Esse modelo representa um avanço significativo em relação ao paradigma anterior do Marco Civil da Internet, aproximando o Brasil de regimes mais intervencionistas de moderação de conteúdo.
4) Classificação indicativa e integração com o ambiente digital
O Guia de Classificação Indicativa, elaborado pelo Ministério da Justiça e Segurança Pública, reafirma que a política pública possui natureza essencialmente informativa, e de não censura, estando estruturada a partir de critérios técnicos, objetivos e previamente definidos, com base nos eixos de análise de conteúdo (violência, sexo e nudez, drogas e interatividade), bem como na aplicação de fatores agravantes e atenuantes.
Nesse contexto, a classificação indicativa se insere como instrumento de orientação às famílias e à sociedade, dentro de um modelo de corresponsabilidade entre Estado, agentes privados e núcleo familiar na proteção de crianças e adolescentes.
Com a entrada em vigor do ECA Digital, entretanto, observa-se uma inflexão relevante nesse modelo. O sistema deixa de operar exclusivamente sob lógica informativa e passa a incorporar mecanismos efetivos de controle de acesso, especialmente por meio da exigência de aferição de idade confiável, substituindo a antiga autodeclaração do usuário.

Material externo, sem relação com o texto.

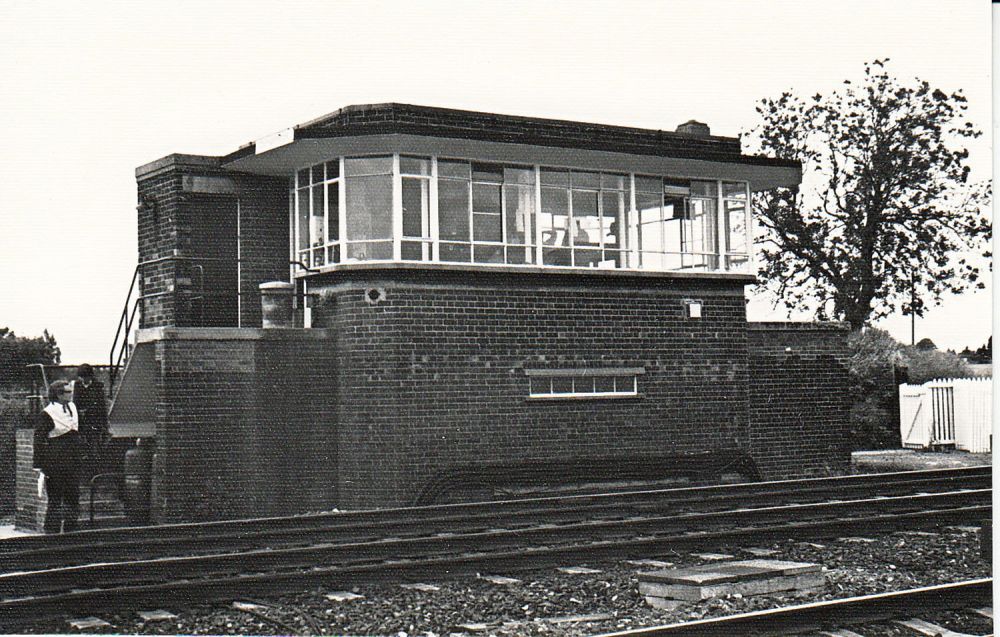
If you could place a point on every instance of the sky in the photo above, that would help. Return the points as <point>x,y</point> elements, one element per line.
<point>91,90</point>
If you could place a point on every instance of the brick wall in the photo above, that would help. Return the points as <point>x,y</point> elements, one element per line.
<point>30,514</point>
<point>799,398</point>
<point>187,220</point>
<point>263,240</point>
<point>246,424</point>
<point>433,376</point>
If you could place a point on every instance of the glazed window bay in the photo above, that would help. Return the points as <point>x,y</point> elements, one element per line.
<point>392,208</point>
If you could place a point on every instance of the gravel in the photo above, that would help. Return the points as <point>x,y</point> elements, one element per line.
<point>558,604</point>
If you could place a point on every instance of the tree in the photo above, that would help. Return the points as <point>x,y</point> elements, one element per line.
<point>886,217</point>
<point>17,352</point>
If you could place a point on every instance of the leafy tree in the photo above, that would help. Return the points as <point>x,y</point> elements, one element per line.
<point>17,352</point>
<point>885,206</point>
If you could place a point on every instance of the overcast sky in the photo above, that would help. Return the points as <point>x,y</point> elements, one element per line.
<point>93,89</point>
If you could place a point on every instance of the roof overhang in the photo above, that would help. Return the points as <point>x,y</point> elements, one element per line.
<point>281,155</point>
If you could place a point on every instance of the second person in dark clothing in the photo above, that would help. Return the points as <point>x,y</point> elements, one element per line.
<point>89,398</point>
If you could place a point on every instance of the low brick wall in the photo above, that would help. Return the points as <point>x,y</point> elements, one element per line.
<point>246,423</point>
<point>30,514</point>
<point>799,398</point>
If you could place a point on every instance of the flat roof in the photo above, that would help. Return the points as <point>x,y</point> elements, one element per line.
<point>407,119</point>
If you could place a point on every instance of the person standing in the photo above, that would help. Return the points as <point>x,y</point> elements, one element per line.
<point>57,454</point>
<point>89,398</point>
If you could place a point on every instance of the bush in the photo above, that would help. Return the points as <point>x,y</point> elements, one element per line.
<point>13,414</point>
<point>874,416</point>
<point>924,365</point>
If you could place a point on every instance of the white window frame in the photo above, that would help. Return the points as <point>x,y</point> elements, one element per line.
<point>630,249</point>
<point>627,376</point>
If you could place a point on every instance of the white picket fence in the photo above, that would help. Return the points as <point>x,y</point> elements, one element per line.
<point>953,411</point>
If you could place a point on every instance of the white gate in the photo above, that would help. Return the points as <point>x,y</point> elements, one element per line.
<point>941,412</point>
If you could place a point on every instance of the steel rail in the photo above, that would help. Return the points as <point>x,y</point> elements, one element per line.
<point>794,620</point>
<point>108,574</point>
<point>353,530</point>
<point>403,517</point>
<point>185,591</point>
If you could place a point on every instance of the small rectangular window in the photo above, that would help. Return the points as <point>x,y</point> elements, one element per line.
<point>454,169</point>
<point>584,383</point>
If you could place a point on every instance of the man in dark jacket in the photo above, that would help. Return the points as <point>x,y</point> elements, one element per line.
<point>57,456</point>
<point>89,398</point>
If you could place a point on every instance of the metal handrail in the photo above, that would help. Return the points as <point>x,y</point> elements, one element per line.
<point>119,346</point>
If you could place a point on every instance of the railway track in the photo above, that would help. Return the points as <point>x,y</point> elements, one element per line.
<point>833,616</point>
<point>109,569</point>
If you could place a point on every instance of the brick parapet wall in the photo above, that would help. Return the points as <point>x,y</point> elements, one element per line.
<point>799,398</point>
<point>245,423</point>
<point>432,376</point>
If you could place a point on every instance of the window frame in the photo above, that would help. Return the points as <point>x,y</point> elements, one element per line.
<point>630,253</point>
<point>594,373</point>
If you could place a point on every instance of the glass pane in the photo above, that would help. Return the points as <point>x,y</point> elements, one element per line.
<point>562,385</point>
<point>604,384</point>
<point>302,196</point>
<point>319,211</point>
<point>612,209</point>
<point>704,189</point>
<point>488,254</point>
<point>586,258</point>
<point>586,223</point>
<point>416,196</point>
<point>516,255</point>
<point>368,166</point>
<point>370,251</point>
<point>553,222</point>
<point>648,184</point>
<point>485,198</point>
<point>333,205</point>
<point>459,252</point>
<point>677,187</point>
<point>414,251</point>
<point>701,238</point>
<point>555,177</point>
<point>453,211</point>
<point>415,166</point>
<point>453,168</point>
<point>333,169</point>
<point>613,182</point>
<point>519,175</point>
<point>673,224</point>
<point>487,172</point>
<point>734,189</point>
<point>736,226</point>
<point>625,384</point>
<point>486,227</point>
<point>519,208</point>
<point>540,385</point>
<point>586,180</point>
<point>369,208</point>
<point>650,230</point>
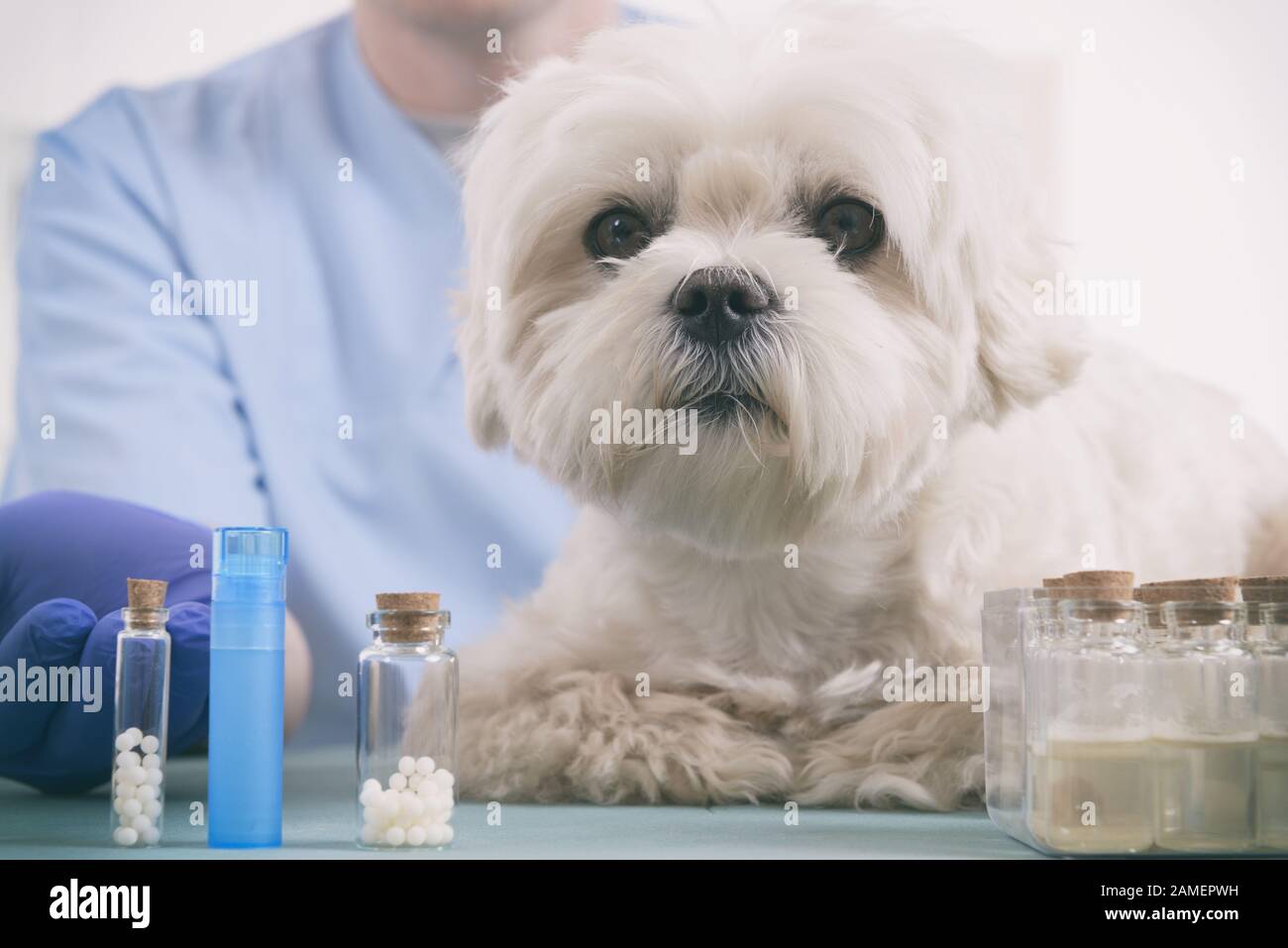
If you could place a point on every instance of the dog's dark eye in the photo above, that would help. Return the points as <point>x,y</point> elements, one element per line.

Essa mudança representa uma evolução qualitativa do regime jurídico: há uma transição de um modelo baseado na informação e autonomia do usuário para um modelo que combina informação e enforcement tecnológico, aproximando o sistema brasileiro de padrões regulatórios mais intervencionistas no ambiente digital.

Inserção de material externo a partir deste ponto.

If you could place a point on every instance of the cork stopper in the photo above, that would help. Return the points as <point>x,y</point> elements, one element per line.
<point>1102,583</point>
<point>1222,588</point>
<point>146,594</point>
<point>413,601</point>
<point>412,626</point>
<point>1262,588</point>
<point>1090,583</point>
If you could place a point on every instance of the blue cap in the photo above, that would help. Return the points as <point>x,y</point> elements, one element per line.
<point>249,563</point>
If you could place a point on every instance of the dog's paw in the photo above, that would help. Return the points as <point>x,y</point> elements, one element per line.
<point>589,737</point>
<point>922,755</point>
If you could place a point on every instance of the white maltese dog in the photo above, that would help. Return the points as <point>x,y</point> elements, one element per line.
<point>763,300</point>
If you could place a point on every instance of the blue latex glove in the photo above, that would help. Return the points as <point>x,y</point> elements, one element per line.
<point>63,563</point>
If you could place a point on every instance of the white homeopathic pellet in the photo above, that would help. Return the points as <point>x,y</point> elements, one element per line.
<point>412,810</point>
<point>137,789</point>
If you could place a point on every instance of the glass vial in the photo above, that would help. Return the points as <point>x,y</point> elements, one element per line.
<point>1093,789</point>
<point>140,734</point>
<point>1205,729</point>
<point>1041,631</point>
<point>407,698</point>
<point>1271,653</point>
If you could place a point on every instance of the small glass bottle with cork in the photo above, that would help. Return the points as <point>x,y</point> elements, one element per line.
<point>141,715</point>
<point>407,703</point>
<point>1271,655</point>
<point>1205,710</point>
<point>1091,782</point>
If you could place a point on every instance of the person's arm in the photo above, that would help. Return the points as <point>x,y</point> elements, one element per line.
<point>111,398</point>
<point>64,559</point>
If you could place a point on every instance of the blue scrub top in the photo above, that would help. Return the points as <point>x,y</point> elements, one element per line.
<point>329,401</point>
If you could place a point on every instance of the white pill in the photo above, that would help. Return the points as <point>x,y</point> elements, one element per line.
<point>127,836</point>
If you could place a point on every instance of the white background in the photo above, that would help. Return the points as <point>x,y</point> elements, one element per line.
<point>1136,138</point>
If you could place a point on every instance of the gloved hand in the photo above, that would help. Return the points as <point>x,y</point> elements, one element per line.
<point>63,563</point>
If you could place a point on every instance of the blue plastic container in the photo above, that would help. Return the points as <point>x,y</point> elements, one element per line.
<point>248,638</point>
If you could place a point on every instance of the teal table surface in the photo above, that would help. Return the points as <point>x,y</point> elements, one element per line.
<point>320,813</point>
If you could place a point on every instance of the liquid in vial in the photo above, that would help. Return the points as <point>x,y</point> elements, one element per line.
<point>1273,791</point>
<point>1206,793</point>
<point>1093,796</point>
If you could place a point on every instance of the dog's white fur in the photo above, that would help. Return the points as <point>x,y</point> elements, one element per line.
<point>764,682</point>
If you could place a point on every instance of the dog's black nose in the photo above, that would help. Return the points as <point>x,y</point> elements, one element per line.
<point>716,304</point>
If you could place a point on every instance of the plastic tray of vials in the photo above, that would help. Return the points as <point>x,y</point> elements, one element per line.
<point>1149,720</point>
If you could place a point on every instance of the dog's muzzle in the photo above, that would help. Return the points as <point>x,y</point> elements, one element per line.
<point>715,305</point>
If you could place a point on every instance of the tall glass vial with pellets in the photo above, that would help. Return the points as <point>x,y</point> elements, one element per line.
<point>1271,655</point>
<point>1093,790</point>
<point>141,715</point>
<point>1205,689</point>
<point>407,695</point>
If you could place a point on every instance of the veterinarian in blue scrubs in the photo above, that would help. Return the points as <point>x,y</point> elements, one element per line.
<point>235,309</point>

5) O papel dos criadores de conteúdo e o caso Felca
A repercussão da entrevista de Felca no Roda Viva evidencia um ponto central do novo cenário regulatório: a responsabilidade não se limita mais às plataformas, alcançando também criadores e agentes econômicos do ecossistema digital.

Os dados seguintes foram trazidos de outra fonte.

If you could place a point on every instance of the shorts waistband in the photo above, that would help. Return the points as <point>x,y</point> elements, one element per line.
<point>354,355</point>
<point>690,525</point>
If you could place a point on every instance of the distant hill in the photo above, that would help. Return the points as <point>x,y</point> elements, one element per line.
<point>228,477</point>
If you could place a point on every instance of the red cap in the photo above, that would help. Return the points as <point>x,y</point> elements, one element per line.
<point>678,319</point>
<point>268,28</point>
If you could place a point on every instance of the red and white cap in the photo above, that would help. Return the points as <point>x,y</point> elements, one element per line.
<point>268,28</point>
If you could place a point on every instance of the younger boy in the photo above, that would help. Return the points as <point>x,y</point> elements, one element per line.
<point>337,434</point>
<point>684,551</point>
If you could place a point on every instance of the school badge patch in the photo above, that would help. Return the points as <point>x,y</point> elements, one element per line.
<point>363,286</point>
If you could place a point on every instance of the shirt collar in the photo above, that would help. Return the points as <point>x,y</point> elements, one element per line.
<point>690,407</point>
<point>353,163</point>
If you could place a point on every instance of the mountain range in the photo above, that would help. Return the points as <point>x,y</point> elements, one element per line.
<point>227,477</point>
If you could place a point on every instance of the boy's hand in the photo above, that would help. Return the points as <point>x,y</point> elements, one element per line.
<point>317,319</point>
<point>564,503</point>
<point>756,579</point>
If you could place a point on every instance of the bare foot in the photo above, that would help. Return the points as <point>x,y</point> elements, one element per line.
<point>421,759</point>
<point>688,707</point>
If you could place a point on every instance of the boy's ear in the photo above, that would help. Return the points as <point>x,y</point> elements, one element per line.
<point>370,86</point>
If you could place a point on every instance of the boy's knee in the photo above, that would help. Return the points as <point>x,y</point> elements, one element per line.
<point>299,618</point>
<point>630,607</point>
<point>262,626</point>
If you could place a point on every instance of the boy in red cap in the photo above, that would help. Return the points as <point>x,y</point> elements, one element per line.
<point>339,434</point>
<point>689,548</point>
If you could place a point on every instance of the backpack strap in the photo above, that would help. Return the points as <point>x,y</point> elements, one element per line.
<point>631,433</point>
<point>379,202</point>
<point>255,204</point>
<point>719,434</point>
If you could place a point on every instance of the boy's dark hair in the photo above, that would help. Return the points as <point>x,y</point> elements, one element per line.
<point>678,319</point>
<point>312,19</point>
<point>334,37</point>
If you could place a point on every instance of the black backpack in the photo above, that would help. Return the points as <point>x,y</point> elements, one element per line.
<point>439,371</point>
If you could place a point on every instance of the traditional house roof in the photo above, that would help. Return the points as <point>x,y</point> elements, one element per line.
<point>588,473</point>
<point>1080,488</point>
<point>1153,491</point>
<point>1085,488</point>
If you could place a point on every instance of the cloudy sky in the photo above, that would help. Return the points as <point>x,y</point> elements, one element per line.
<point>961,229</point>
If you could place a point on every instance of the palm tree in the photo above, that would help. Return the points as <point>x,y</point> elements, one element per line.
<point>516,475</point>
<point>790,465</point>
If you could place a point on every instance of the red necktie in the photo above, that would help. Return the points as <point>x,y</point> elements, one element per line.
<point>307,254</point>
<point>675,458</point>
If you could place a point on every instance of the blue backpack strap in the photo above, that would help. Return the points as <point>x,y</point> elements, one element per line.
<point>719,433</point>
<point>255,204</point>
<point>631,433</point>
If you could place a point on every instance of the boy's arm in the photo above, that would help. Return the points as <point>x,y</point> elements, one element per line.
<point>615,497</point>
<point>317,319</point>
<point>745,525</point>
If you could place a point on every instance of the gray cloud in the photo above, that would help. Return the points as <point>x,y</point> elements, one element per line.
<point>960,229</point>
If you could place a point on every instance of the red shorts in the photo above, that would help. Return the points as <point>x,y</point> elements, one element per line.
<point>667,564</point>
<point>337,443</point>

O debate trouxe à tona temas como: monetização de conteúdo envolvendo situações sensíveis, exposição indireta de menores, limites éticos e jurídicos da produção de conteúdo, e responsabilidade editorial de influenciadores.
Sob a ótica jurídica, esse movimento aponta para uma tendência de ampliação da responsabilização subjetiva de criadores, maior incidência de normas consumeristas e de proteção de dados, e possível aplicação de regras de publicidade e compliance digital.
6) Impactos práticos para o mercado digital
A conjugação entre ECA Digital, classificação indicativa e pressão social gera impactos diretos em diversos setores:
a) Plataformas digitais: revisão de arquitetura de produtos (product design); implementação de sistemas de verificação de idade; e aumento de custos regulatórios e de compliance.
b) Influenciadores e creators: necessidade de adequação de conteúdo e linguagem; maior exposição a responsabilização jurídica; e exigência de transparência em conteúdos patrocinados.
c) Marcas e anunciantes: restrições à publicidade direcionada; revisão de estratégias de marketing digital;q e necessidade de due diligence em parcerias com criadores.
d) Empresas de tecnologia e entretenimento: adaptação a padrões mais rígidos de governança; e integração entre compliance digital, proteção de dados e conteúdo.
Conclusão
O ECA Digital inaugura uma nova fase da regulação do ambiente digital no Brasil, marcada por fortalecimento da proteção de crianças e adolescentes, ampliação da responsabilidade das plataformas e integração entre tecnologia, regulação e sociedade.
A repercussão pública impulsionada por figuras como Felca demonstra que a regulação não ocorre apenas por via legislativa, mas também por meio de pressão social e cultural, influenciando diretamente o comportamento do mercado.
Nesse contexto, empresas e profissionais que atuam no ambiente digital devem adotar uma postura preventiva, estruturando políticas internas, mecanismos de compliance e modelos de negócio compatíveis com o novo cenário regulatório.
Este informativo tem por finalidade veicular informações jurídicas relevantes aos nossos clientes, não se constituindo em parecer ou aconselhamento jurídico, e não acarretando qualquer responsabilidade a este escritório. É imprescindível que casos concretos sejam objeto de análise específica.